There are opportunity costs to consider along with relevance. Suppose you are staying at my place. Are you going to read the manual for my espresso machine in total or are you going to ask me to show you how to use it or make one for you?
In any case, LLMs are not magical forgetfulness machines.
You can use a calculator to avoid learning arithmetic but using a calculator doesn’t necessitate failing to learn arithmetic.
You can ask a question of a professor or fellow student, but failing to read the textbook to answer that question doesn’t necessitate failing to develop a mental model or incorporate the answer into an existing one.
You can ask an LLM a question and blindly use its answer but using an LLM doesn’t necessitate failing to learn.
There’s plenty to learn from using LLM’s including how to interact with an LLM.
However, even outside of using a LLM the temptation is always to keep the blinders on do a deep dive for a very specific bug and repeat as needed. It’s the local minima of effort and very slowly you do improve as those deep dives occasionally come up again, but what keeps it from being a global minimum is these systems aren’t suddenly going away. It’s not a friend’s expresso machine, it’s now sitting in your metaphorical kitchen.
As soon as you’re dealt with say a CSS bug the odds of seeing another in the future are dramatically higher. Thus optimizing for diminishing returns means spending a few hours learning the basics of any system or protocol you encounter is just a useful strategy. If you spend 1% of your time on a strategy that makes you 2% more efficient that’s a net win.
Sometimes learning means understanding, aka a deep dive on the domain. Only a few domains are worth that. For the others, it's only about placing landmark so you can quickly recognize a problem and find the relevant information before solving it. I believe the best use case of LLMs is when you have recognized the problem and know the general shape of the solution, but have no time to wrangle the specifics of the implementation. So you can provide the context and its constraint in order to guide the LLM's generation, as well as recognize wrong outputs.
But that's not learning or even problem's solving. It's just a time saving trick. And one that's not reliable.
And the fact is that there's a lot of information about pretty much anything. But I see people trying to skip the foundation (not glamorous enough, maybe) and go straight for the complicated stuff. And LLMs are good for providing the illusion that it can be the right workflow.
> Only a few domains are worth that. For the others, it's only about placing landmark so you can quickly recognize a problem and find the relevant information before solving it.
Well said. You can only spend years digging into the intricacies a handful of systems in your lifetime, but there’s still real rewards from a few hours here and there.
I would remember the reply from the LLM, and cross references back to the particular parts of the RFC it identified as worth focusing time on.
I’d argue that’s a more effective capture as to what I would remember anyway.
If wanted to learn more (in a general sense) I can take the manual away with me and study it, which I can do more effectively on its own terms, in a comfy chair with a beer. But right now I have a problem to solve.

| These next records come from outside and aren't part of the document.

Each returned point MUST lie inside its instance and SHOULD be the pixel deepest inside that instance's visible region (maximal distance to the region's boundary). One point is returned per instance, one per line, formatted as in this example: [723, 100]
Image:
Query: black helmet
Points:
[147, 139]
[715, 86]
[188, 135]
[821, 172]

Reading it at some later date means you also spent time with the LLM without having read the RFC. So reading it in the future means it’s going to be useful fewer times and thus less efficient overall.
IE LLM then RFC takes more time then RFC then solving the issue.

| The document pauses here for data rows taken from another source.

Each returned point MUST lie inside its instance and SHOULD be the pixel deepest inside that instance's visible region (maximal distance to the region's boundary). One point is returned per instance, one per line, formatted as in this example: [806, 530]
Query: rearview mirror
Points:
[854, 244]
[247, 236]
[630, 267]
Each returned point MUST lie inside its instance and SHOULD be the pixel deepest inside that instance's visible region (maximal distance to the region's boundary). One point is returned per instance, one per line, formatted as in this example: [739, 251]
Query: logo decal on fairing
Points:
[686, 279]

Only if you assume a priori that you are going to read it anyway, which misses the whole point.
Because you should have read RFC 1331.
Even then your argument assumes that optimising for total time (to include your own learning time) is the goal, and not solving the business case as a priority (your actual problem). That assumption may not be the case when you have a patch to submit. What you solve at what time point is the general case, there’s no single optimum.
You’re assuming your individual tasks perfectly align with what’s best for the organizations which is rarely the case.

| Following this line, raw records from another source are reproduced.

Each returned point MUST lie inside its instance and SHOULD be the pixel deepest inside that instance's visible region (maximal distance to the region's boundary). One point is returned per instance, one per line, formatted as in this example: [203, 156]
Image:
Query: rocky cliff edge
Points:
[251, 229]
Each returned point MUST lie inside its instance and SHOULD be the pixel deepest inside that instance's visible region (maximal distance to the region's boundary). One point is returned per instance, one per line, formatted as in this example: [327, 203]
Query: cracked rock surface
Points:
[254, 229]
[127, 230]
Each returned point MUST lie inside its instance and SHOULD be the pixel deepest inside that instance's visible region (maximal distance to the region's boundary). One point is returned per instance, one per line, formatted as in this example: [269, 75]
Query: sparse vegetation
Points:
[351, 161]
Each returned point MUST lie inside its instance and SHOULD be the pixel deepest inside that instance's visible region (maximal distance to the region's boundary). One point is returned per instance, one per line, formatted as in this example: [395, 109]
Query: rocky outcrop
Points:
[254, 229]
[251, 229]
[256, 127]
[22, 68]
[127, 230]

Having a less skilled worker is a tradeoff for getting one very specific task accomplished sooner, that might be worth it especially if you plan to quit soon but it’s hardly guaranteed.
No, just basic judgement and prioritisation, which are valuable skills for an employee to have. The OP was effective at finding the right information they needed to solve the problem at hand: In about an hour, the OP knew enough about PPP to fix the bug and submit a patch.
Whereas it's been all morning and you're still reading the RFC, and it's the wrong RFC anway.
You produced a passive-aggressive taunt instead of addressing the argument.
For clarity: nobody was asking about your business decisions, nobody is intimidated by your story. what your personal opinions about "attitude" are is irrelevant to what's being discussed (LLMs allowing optimal time use in certain cases). Also, unless your boss made the firing decision, you weren't forced to do anything.
You’re still not getting it, not having a boss means I have a very different view of businesses decisions. Most people have an overly narrow view of tasks IMO and think speed, especially for minor issues, is vastly more important than it is.
> LLMs allowing optimal time use in certain case
I never said it was slower, I’m saying what’s the tradeoff. I’ve had this same basic conversation with multiple people, and after that failed the only real option is to remove them. Ex: If you don’t quite understand why what you wrote seemingly fixes a bug don’t commit it yet, seems to work isn’t a solution.
Could be I’m not explaining very well, but ehh fuck em.